À plus long terme, le réseau pourrait être prolongé vers le futur quartier d’affaires du Wacken et le Parlement européen. Cela serait l’amorce de lignes autour du centre, que plusieurs acteurs réclament dont la Chambre de Commerce et de l’Industrie (CCI) dans ses attentes pour l’accessibilité de Strasbourg, alors que les lignes vers le centre atteignent leurs limites.
La place de la gare pourrait très bien supporter un tramway (photo JFG / Rue89 Strasbourg)

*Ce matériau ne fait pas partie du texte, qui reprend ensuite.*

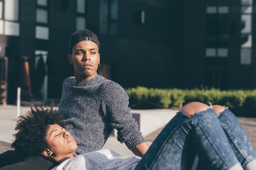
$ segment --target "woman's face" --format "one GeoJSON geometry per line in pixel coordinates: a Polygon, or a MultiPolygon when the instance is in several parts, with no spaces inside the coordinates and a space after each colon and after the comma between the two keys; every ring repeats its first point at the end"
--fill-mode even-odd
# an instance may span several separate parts
{"type": "Polygon", "coordinates": [[[76,141],[69,132],[58,124],[49,125],[45,137],[49,149],[55,157],[73,154],[77,148],[76,141]]]}

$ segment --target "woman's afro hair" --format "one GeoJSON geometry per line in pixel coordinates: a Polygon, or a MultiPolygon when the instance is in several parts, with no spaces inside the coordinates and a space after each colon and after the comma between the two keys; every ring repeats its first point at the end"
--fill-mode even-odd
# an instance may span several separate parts
{"type": "Polygon", "coordinates": [[[28,156],[41,155],[41,152],[48,148],[45,136],[49,125],[57,124],[65,127],[63,118],[57,110],[43,108],[33,108],[19,117],[13,135],[15,139],[11,147],[21,158],[28,156]]]}

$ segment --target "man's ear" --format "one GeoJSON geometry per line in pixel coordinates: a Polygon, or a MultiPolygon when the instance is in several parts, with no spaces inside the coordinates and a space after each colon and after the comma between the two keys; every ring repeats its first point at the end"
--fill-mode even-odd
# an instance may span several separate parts
{"type": "Polygon", "coordinates": [[[53,153],[48,148],[45,149],[45,150],[41,153],[42,155],[46,157],[50,157],[53,153]]]}
{"type": "Polygon", "coordinates": [[[72,55],[70,54],[67,54],[67,59],[68,59],[68,61],[69,61],[70,64],[73,65],[74,63],[72,61],[72,55]]]}

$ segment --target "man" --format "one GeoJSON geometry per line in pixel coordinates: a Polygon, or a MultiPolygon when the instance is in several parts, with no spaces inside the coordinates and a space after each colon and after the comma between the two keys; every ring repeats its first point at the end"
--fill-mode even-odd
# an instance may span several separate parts
{"type": "Polygon", "coordinates": [[[115,129],[118,140],[142,157],[149,146],[132,117],[127,94],[119,85],[97,73],[100,59],[97,35],[87,29],[75,32],[69,50],[74,77],[63,83],[58,111],[77,143],[76,153],[101,149],[115,129]]]}
{"type": "Polygon", "coordinates": [[[42,164],[41,160],[30,164],[21,160],[0,170],[47,170],[56,166],[54,170],[191,169],[196,155],[202,163],[200,169],[256,168],[256,155],[248,138],[236,116],[222,106],[209,107],[199,102],[184,105],[141,159],[121,157],[108,149],[75,157],[77,146],[65,126],[56,110],[31,109],[18,121],[12,147],[21,157],[34,161],[35,157],[44,157],[51,160],[53,166],[42,164]]]}

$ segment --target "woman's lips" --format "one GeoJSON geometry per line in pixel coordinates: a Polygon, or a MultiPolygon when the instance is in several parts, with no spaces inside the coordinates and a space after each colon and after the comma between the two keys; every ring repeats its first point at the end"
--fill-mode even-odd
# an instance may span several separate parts
{"type": "Polygon", "coordinates": [[[70,136],[67,139],[67,143],[69,143],[70,142],[74,141],[75,139],[72,136],[70,136]]]}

Un investissement de court terme qui manque de vision d’avenir, c’est aussi l’avis de Laurent Py, ancien candidat UDI à la législative partielle, qui avait assisté à l’une des réunions du collectif pendant la campagne :
« Ce n’est pas en développant le réseau de tramway à coups de vermicelles que l’Eurométropole va se doter d’un réseau performant, sensé et répondant au développement. Il faut miser sur une desserte par trains légers sur l’étoile ferroviaire et compléter par un réseau de tramway maillé qui arrive enfin à « respirer » et s’adapte à la réalité de l’agglomération, sans tout concentrer dans un hypercentre étriqué. Cela demande certes des investissements importants, mais ce n’est qu’à ce prix que l’on arrivera à un développement équilibré. »
Sollicitée, la municipalité n’a pas souhaité donner plus de détails sur ses positions ou commenter l’étude d’Arcadis, réservant ses déclarations pour la réunion publique de jeudi 2 juin.
Y aller
Réunion publique sur le tram vers Koenigshoffen, en présence de du maire Roland Ries, jeudi 2 juin à 19h, au centre sportif de Koenigshoffen, chemin Long à Strasbourg.